Our humanity is the X-factor. Our faith in the decency of each other is the fabric of our potential. Our human education cannot be erased, but it can be forgotten, rewritten, or distorted if we allow it. It is up to us to put our ideals above our gratification, and remember that the freedom that was demanded by the authors of the Constitution was inalienable from our human spirit. As we traverse the next chapter of our human history, we will be remembered for our resilience and dependency on our humanity — action in the face of fear, not the absence of it.

We are still searching in the dark together, and while we must observe a physical distance, let’s keep our human spirit in view as the light guiding us through. We no longer need to ignore the fact that we will not all make it, but we can do our part to protect our personal health, our public safety, and our community values that make it special. When we do come out the other side, we will able to point to common principles that bind us together. Let those principles remind us that we need each other, and no day is that truer than another.

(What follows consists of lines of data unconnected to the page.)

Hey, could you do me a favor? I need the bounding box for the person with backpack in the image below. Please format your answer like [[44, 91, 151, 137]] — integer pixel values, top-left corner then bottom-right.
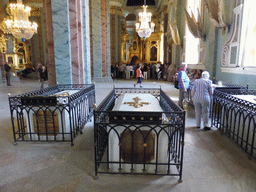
[[178, 63, 190, 109], [4, 63, 12, 86]]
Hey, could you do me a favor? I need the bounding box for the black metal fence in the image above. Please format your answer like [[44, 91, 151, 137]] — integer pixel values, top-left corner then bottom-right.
[[211, 88, 256, 158], [9, 84, 95, 145], [94, 88, 185, 182]]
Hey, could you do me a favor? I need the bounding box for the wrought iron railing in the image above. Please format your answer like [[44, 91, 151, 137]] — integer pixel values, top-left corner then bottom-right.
[[9, 85, 95, 145], [211, 89, 256, 158], [94, 88, 185, 181]]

There are more than 7 billion people on Earth. A very small percentage (less than 0.01 percent) has been confirmed infected by coronavirus, but a similarly small percentage of the world have not been impacted by its outbreak — while 100 percent of our future will be. We are in this together. And the test is how we come out of it.

At this point, I would sell you some snake oil, but alas, I can only point you to your own human heart and ask you search it and find what it is that connects you to your people beyond a common enemy. We need you.